Renewals in 2023: A more predictable landscape
Renewals in April and July of 2023 brought more order and predictability, according to MAPFRE RE. The turbulences experienced during the 1/1 renewals had subsided, and there had been “no surprises” after January. However, Pérez de Lema remained cautious, acknowledging the presence of a volatile geopolitical and macroeconomic environment.
“Volatility is always difficult to handle,” he noted. The rise in geopolitical risk and concerns about social instability underscore the challenges that reinsurers like MAPFRE RE must navigate. In the short term, inflationary pressures loom large, but in the long term, a shift away from historically low interest rates offers potential benefits to the industry.

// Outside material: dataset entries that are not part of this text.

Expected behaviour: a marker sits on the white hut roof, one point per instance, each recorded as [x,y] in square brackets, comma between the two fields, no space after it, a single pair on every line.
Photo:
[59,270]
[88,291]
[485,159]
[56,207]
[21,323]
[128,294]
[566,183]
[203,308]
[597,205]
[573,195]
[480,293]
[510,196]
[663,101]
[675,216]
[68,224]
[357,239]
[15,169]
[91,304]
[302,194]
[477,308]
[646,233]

Pérez de Lema anticipates that the effects of inflation will persist for months and years. Inflation, particularly the Consumer Price Index (CPI), affects various segments of the insurance industry, including motor, homeowners, and property classes. He emphasised that the impact of inflation is not limited to casualty reinsurance but extends across multiple sectors.

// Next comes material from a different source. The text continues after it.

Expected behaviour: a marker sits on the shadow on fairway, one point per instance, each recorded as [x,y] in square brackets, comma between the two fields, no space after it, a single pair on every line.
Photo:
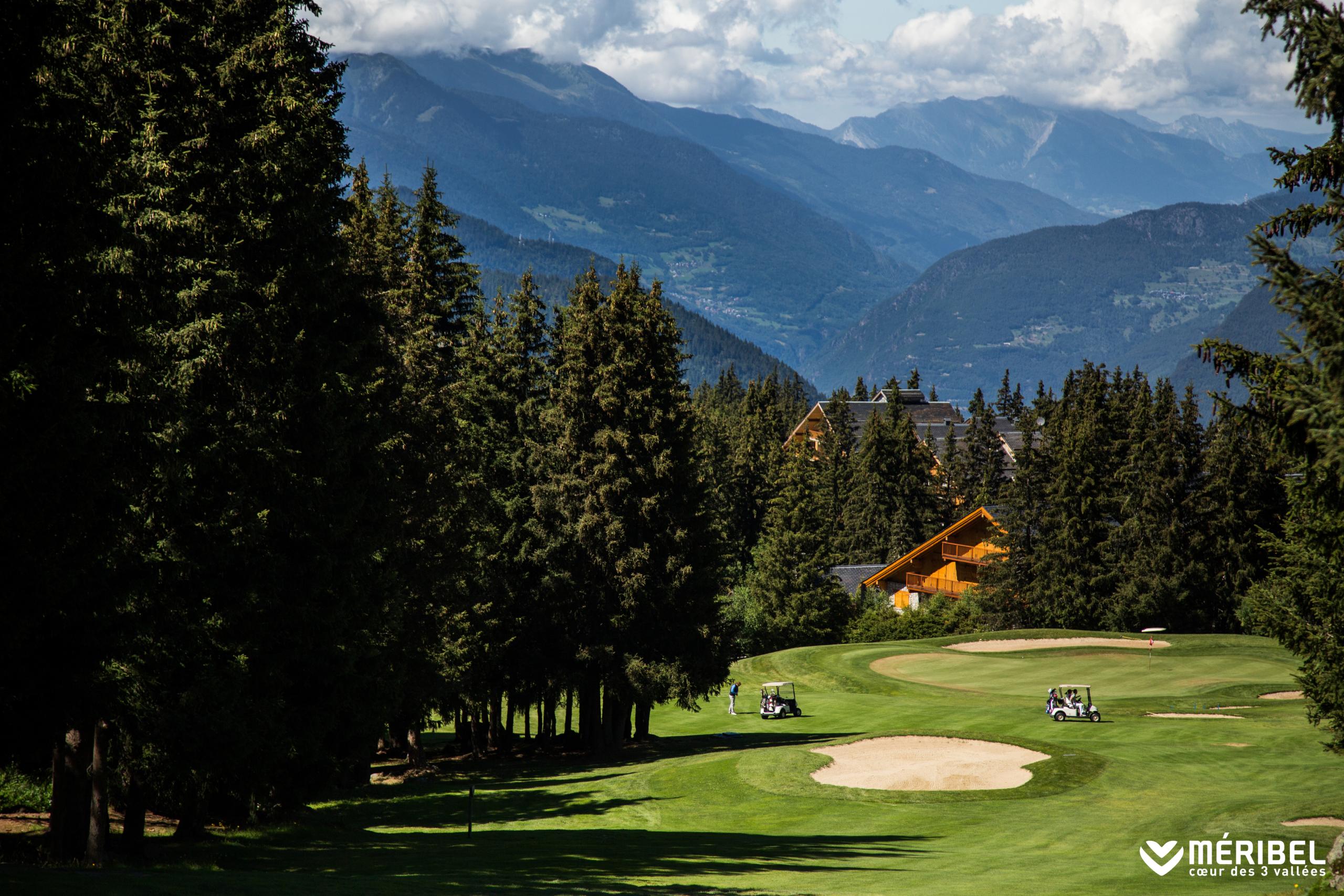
[566,861]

“Reinsurance structures should be designed in a way to help clients get the cover where it’s needed, but with a good understanding of the risk, and that comes with a price,” MAPFRE RE’s main executive explained. Pricing for long-term phenomena like climate change in traditional one-year reinsurance covers remains a complex challenge.
Climate risk and sustainability; AI
MAPFRE RE, like the MAPFRE group, recognises its responsibility in combating climate change and building resilience. Pérez de Lema describes this as “a big part of our responsibility” and emphasised the need for sustainability in providing coverage to clients. As a major reinsurer, MAPFRE RE pays close attention to the impact of climate change and its socially-linked consequences.

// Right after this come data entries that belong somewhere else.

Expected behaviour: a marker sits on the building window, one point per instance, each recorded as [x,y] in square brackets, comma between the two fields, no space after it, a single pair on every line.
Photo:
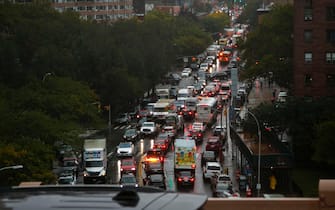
[308,35]
[308,16]
[331,35]
[308,57]
[308,80]
[331,80]
[330,13]
[308,3]
[330,57]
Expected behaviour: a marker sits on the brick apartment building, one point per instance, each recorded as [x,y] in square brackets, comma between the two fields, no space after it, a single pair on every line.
[314,48]
[99,10]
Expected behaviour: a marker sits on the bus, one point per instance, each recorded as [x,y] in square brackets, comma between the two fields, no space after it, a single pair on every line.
[206,110]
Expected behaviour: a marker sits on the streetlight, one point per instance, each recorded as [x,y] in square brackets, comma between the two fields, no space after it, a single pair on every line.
[258,187]
[11,167]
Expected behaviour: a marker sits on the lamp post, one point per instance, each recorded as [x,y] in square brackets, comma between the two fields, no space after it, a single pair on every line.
[11,167]
[258,186]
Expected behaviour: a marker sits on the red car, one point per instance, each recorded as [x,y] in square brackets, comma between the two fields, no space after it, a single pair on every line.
[214,144]
[161,144]
[128,165]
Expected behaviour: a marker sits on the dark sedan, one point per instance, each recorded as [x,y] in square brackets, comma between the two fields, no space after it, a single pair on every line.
[156,180]
[131,134]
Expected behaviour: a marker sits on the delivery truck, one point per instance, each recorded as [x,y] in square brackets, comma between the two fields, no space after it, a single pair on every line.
[184,155]
[94,161]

He noted that natural perils events are influenced not only by climate change but also by where risks are concentrated and how well they are understood and priced. The industry has that been underestimated and inadequately priced climate risks.
Artificial intelligence (AI) represents a significant area of focus for MAPFRE RE. Pérez de Lema emphasised the transformative potential of AI in streamlining operations and data analytics. He anticipated that AI will disrupt the reinsurance industry faster and more comprehensively than previous technological advancements.
Efficiency is a central challenge in the reinsurance sector, and he highlighted the need to reduce frictional costs. While AI can enhance various aspects of operations, the goal is not to replace underwriters but to automate processes for risk assessment and reduce manual work, ultimately directing more premium towards covering risks.
As the 2024 renewal season approaches, MAPFRE RE stands out for its commitment to stability and sustainability in a rapidly changing reinsurance landscape. The focus remains on maintaining long-term client relationships, navigating inflation, addressing climate risks, and embracing AI, all underscoring a true dedication to resilience and efficiency.
While the industry continues to evolve, MAPFRE RE’s strategic approach positions it as a solid, steadfast player here for the long term in the global reinsurance market.